You can do anything you want  as long as its a lichi yogi

Reactions: Thanks 1


----------



## Alex (25/2/16)

I've tried this one before, it's amazing.

Reactions: Like 2


----------



## Ripstorm (25/2/16)

So litchi must be the main fruit note?

I usually use the following as my yogurt base:

TFA Greek Yogurt @ 5%
TFA Bavarian Cream @ 2%
FA Marshmallow @ 2%

I unfortunately do not have CAP litchi and have never worked with it, but I can think of something that could work:

TFA Greek Yogurt @ 5%
TFA Bavarian Cream @ 2%
FA Marshmallow @ 2%
CAP Litchi @ 3%
TFA Strawberry @ 3%
TFA Mango @ 2%

Maybe 1 - 2%% of sucralose if the juice ends up being a bit too tangy

Reactions: Like 1


----------



## Paulie (25/2/16)

Ripstorm said:


> So litchi must be the main fruit note?
> 
> I usually use the following as my yogurt base:
> 
> ...



Lichi and yogi are the 2 main yes


----------



## Pixstar (25/2/16)

With Paulie's permission, you may want to use the "official" labelling once you're done with the mix...

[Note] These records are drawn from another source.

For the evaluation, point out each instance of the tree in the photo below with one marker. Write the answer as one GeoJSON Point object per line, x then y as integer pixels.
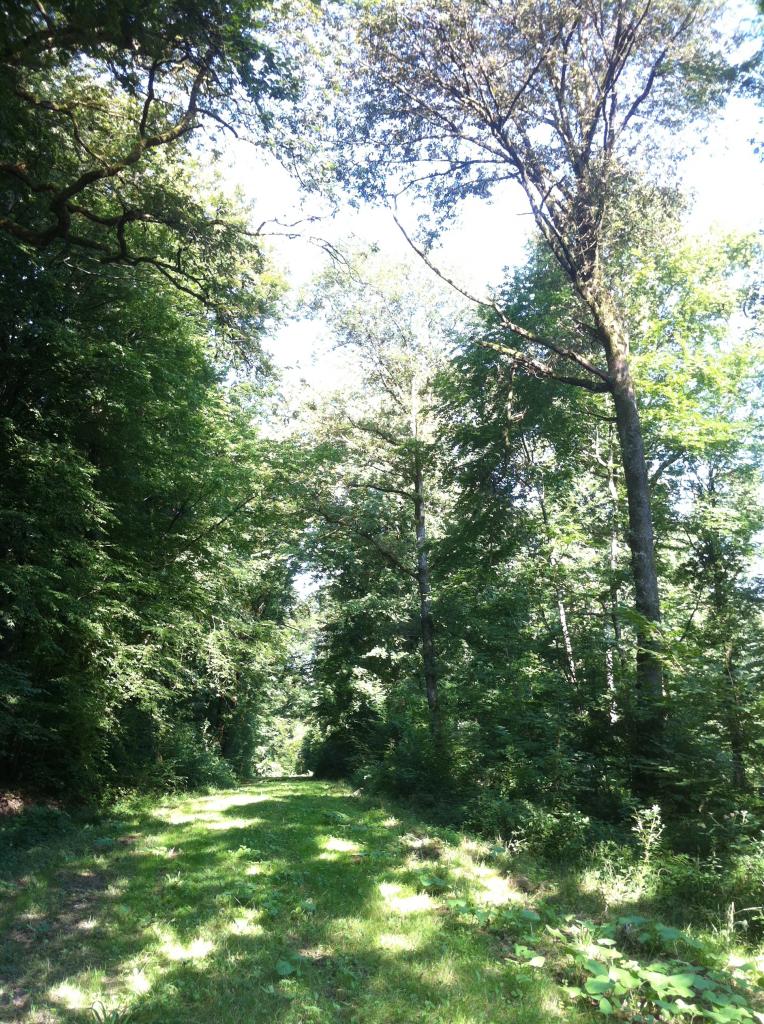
{"type": "Point", "coordinates": [383, 434]}
{"type": "Point", "coordinates": [559, 98]}
{"type": "Point", "coordinates": [98, 102]}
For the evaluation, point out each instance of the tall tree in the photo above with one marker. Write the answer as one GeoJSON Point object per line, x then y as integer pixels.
{"type": "Point", "coordinates": [385, 431]}
{"type": "Point", "coordinates": [97, 101]}
{"type": "Point", "coordinates": [559, 98]}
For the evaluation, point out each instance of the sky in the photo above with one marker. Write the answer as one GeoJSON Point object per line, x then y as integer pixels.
{"type": "Point", "coordinates": [724, 175]}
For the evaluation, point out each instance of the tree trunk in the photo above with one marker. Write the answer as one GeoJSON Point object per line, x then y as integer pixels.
{"type": "Point", "coordinates": [425, 614]}
{"type": "Point", "coordinates": [647, 712]}
{"type": "Point", "coordinates": [734, 729]}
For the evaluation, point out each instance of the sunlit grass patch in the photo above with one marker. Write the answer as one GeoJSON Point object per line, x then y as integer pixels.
{"type": "Point", "coordinates": [291, 902]}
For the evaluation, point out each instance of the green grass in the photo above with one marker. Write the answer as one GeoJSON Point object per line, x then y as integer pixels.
{"type": "Point", "coordinates": [300, 902]}
{"type": "Point", "coordinates": [288, 901]}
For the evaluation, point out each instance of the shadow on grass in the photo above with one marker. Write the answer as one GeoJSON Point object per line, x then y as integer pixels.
{"type": "Point", "coordinates": [263, 904]}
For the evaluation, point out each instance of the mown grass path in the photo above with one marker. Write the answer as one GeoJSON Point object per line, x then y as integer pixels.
{"type": "Point", "coordinates": [291, 902]}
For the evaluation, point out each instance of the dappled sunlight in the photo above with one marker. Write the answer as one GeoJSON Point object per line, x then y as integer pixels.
{"type": "Point", "coordinates": [333, 845]}
{"type": "Point", "coordinates": [395, 942]}
{"type": "Point", "coordinates": [138, 982]}
{"type": "Point", "coordinates": [243, 928]}
{"type": "Point", "coordinates": [221, 824]}
{"type": "Point", "coordinates": [71, 996]}
{"type": "Point", "coordinates": [246, 926]}
{"type": "Point", "coordinates": [197, 949]}
{"type": "Point", "coordinates": [395, 899]}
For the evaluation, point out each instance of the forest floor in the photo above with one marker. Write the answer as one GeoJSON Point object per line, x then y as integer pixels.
{"type": "Point", "coordinates": [297, 902]}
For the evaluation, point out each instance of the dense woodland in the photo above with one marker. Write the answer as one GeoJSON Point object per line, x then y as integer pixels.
{"type": "Point", "coordinates": [529, 527]}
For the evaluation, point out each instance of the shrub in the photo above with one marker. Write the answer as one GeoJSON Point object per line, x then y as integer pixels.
{"type": "Point", "coordinates": [562, 835]}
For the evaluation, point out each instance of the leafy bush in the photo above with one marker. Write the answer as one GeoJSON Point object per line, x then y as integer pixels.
{"type": "Point", "coordinates": [563, 834]}
{"type": "Point", "coordinates": [187, 759]}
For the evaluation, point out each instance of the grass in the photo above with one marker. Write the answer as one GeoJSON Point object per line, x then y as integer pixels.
{"type": "Point", "coordinates": [287, 902]}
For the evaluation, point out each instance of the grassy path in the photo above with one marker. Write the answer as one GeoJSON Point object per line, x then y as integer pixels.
{"type": "Point", "coordinates": [287, 902]}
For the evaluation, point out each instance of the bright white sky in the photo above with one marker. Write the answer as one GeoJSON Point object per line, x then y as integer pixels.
{"type": "Point", "coordinates": [724, 174]}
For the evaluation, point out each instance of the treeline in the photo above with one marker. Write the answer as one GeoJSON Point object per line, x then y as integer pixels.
{"type": "Point", "coordinates": [502, 685]}
{"type": "Point", "coordinates": [533, 515]}
{"type": "Point", "coordinates": [145, 530]}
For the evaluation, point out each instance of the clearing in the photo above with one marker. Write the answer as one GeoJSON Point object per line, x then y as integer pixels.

Reactions: Like 1 | Winner 3 | Funny 11


----------



## Paulie (25/2/16)

Pixstar said:


> With Paulie's permission, you may want to use the "official" labelling once you've done with the mix...
> View attachment 46670


wow thats epic!!

You have mad skills lol

Reactions: Like 1 | Thanks 1


----------



## Lingogrey (25/2/16)

Pixstar said:


> With Paulie's permission, you may want to use the "official" labelling once you've done with the mix...
> View attachment 46670


@Pixstar - the official labeling might be even more ..um.. beautiful if you could combine your design with this photo 


Kuhlkatz said:


> Alex said:
> 
> 
> > My thumbs are very big when typing on the phone.
> ...

Reactions: Funny 1


----------



## Pixstar (25/2/16)

Paulie said:


> wow thats epic!!
> 
> You have mad skills lol


Lol, thanks, having some fun to de-stress, thanks for having a sense of humour about it lol.

Reactions: Like 1


----------



## Ezekiel (25/2/16)

Bahahahaha @Pixstar - thats legendary! 

And kudos to @Paulie - very good idea! Are you going to whip up some of the entries, or should we send you a sample?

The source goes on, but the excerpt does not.